Gerbang kedua ada di titik Maribong (Bojonegoro) dan Ngloram (Blora). Inilah pintu keramat “Medang Kamulan”. Di sinilah, tempat di mana Aji Wura-wari mengendalikan semesta Pralaya. Inilah tanah yang dikagumi Raja Erlangga, dan sangat dimuliakan Raja Jayabhaya. Di tempat ini pula, Wishnuwardhana menulis puisi abadi untuk para leluhurnya.
Gerbang ketiga terdapat di Tebon (Bojonegoro) dan Jipang (Blora). Di sinilah keramat Gunung Jali. Tempat di mana Mbah Jumadil Kubro menancapkan “Jimat” untuk membangun pondasi “Kebon Agung”. Di tempat ini pula, Sunan Ngudung menghimpun para Delegasi Cahaya untuk menyebar “Turi-Turi Putih” ke segala penjuru arah mata.
Setelah melintasi tiga gerbang berbahaya itu, para pelintas perahu yang beruntung, baru bisa menatap “Dar Al Nur”, muara bagi nyala aurora. Tempat di mana kobaran cahaya menyilaukan sekujur mata. Di sanalah Kedung Pakuncen, tempat “kunci kotak harta karun” itu berada.
Sebuah kunci rahasia yang mampu membuka peta konfigurasi “Air Kehidupan” dan “Angin Kamulyan” berupa jaringan telur naga yang tersimpan di Lapangan Cendana, Kedinding Petroleumb, Sumber Menden, hingga Gianti; kemudian melintasi savana Banyu Urip, Jambaran Tiung Biru, Kedung Keris, hingga Lapangan Sukowati.
Di sanalah, rahasia harta karun Pulau Jawa itu disimpan. Tak ada satupun penjarah yang mampu mengambilnya secara paksa. Dari Jenghis Khan hingga Pieterszoon Coen selalu gagal mendekatinya. Di tiap zaman, para penjajah selalu ingin mengambilnya, tapi di tiap zaman pula, hanya kegagalan yang mereka dapati.
Hingga suatu hari, gerombolan penjajah yang putus asa itu mengajak generasi pengkhianat bangsa untuk mengarang drama kolosal pertikaian Arya Penangsang dan Joko Tingkir. Sialnya, dongeng itu malah dipercaya banyak orang, hingga mampu merobek perut Naga Raksasa dan melumpuhkan denyut nadinya.

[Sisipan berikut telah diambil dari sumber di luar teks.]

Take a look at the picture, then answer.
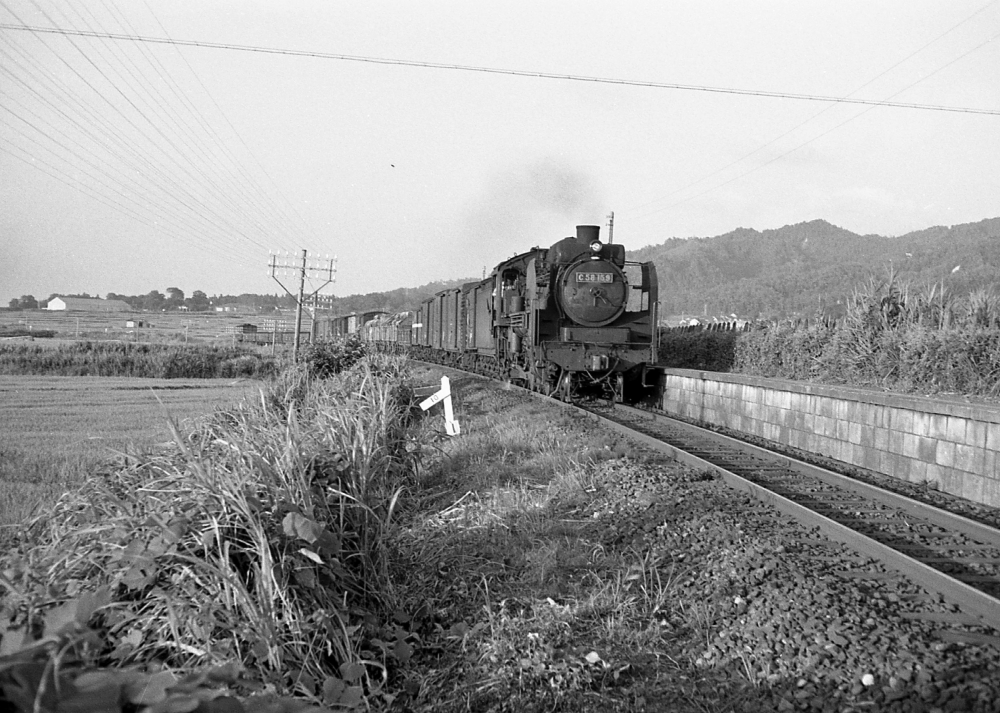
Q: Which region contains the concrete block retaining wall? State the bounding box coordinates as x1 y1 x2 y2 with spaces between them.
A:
662 369 1000 507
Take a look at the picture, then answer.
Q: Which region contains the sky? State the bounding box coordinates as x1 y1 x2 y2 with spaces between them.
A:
0 0 1000 304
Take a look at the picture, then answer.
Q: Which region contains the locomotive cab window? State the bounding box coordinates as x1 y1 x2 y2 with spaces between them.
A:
622 262 650 312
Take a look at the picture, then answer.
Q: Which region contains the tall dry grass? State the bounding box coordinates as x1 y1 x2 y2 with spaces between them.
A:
733 273 1000 396
0 356 417 705
0 341 278 379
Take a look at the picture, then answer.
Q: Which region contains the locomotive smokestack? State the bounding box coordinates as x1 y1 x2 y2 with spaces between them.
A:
576 225 601 244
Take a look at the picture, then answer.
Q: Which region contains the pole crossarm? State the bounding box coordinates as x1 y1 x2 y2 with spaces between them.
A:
269 249 337 361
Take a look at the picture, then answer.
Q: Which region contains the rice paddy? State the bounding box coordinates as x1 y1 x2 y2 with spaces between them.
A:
0 376 258 526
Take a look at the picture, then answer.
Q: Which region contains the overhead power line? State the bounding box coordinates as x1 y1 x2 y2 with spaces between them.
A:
0 23 1000 116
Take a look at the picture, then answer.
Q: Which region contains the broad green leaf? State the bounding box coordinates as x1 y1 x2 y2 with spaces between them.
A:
125 671 177 706
392 639 413 663
340 662 365 681
299 547 323 564
143 695 201 713
59 681 121 713
323 667 347 705
281 512 323 545
76 587 111 626
45 599 80 636
340 686 365 708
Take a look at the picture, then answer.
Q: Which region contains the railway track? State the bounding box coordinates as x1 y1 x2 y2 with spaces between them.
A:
578 405 1000 644
408 364 1000 636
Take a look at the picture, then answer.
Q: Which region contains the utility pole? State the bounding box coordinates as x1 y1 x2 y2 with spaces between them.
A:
270 250 337 361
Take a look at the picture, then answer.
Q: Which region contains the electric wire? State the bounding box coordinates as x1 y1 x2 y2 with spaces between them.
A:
0 23 1000 116
0 40 274 260
4 3 304 262
0 131 260 270
88 0 304 248
620 0 1000 217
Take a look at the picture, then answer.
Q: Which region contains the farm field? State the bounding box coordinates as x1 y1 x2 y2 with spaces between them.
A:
0 310 292 349
0 376 257 526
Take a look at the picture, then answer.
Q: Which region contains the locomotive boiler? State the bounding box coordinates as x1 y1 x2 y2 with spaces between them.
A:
360 225 658 401
492 225 657 401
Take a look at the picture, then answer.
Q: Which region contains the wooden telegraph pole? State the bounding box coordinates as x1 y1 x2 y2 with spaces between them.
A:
270 250 337 361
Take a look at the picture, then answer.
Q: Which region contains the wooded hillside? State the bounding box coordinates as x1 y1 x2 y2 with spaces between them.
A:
629 218 1000 318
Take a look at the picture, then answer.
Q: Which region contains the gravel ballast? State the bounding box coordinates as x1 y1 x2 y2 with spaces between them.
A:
594 461 1000 712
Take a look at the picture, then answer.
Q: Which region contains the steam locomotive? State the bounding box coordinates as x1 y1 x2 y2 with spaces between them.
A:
341 225 657 401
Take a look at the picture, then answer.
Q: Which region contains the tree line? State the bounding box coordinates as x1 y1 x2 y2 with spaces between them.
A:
7 287 295 312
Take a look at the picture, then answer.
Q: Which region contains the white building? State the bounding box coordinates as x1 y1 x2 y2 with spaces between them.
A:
45 297 132 312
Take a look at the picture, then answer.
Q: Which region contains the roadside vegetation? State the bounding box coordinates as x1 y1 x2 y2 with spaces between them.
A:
0 341 278 379
0 376 258 530
660 273 1000 397
0 348 420 713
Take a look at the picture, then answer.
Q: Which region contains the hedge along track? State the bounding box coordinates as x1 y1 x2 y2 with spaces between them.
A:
410 362 1000 636
578 404 1000 646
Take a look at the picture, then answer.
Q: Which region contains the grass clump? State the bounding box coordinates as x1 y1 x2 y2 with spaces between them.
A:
302 334 368 377
0 358 417 711
720 274 1000 396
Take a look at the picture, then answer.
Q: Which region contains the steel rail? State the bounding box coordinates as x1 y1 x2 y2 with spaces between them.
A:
410 362 1000 624
584 404 1000 629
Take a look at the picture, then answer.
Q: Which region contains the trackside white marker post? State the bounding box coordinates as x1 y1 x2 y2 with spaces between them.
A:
420 376 462 436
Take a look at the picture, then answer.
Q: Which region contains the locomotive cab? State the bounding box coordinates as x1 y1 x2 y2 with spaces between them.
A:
494 225 656 400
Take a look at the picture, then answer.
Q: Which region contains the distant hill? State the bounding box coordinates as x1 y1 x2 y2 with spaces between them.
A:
322 277 476 315
629 218 1000 317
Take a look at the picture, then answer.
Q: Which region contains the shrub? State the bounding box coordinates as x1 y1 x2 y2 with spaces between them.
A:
302 334 368 378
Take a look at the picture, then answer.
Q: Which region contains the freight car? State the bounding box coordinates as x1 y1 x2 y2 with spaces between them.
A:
362 225 658 401
316 310 387 339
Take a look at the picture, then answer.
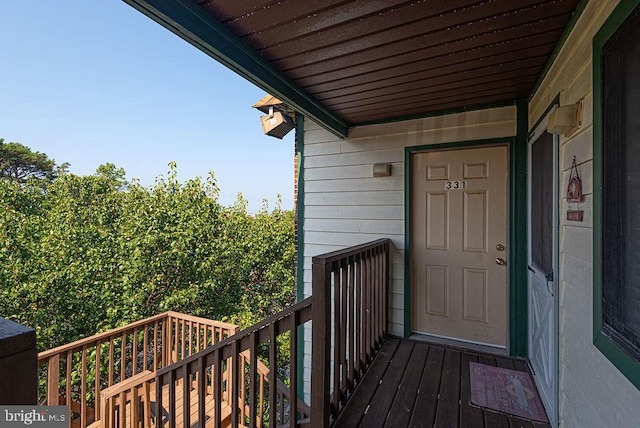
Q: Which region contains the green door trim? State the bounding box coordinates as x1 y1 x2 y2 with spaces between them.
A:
404 100 528 357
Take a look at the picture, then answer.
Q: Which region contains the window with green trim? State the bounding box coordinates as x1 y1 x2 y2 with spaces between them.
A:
594 1 640 387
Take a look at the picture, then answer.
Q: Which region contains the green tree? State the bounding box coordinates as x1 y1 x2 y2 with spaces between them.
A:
95 162 129 190
0 164 294 350
0 138 56 183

Bagaimana bisa, kejayaan klasik sejak Jayabhaya, Wura-wari, Erlangga, Wisnuwardhana, hingga Hayam Wuruk, bisa diputus dongeng buatan Belanda? Bagaimana bisa, kisah Arya Penangsang dan Joko Tingkir yang hidup pada 1500 M, ditentukan dongeng yang baru dibuat kroni Belanda pada 1722 M??
Seorang pujangga bertanya, “Kok bisa kejayaan selama berabad-abad runtuh dimusnahkan dongeng picisan?”. Rakawi di sebelahnya menjawab: “Begitupun sebaliknya, cerita pula yang kelak akan memunculkan dan mengembalikan kejayaan Sang Naga Raksasa”.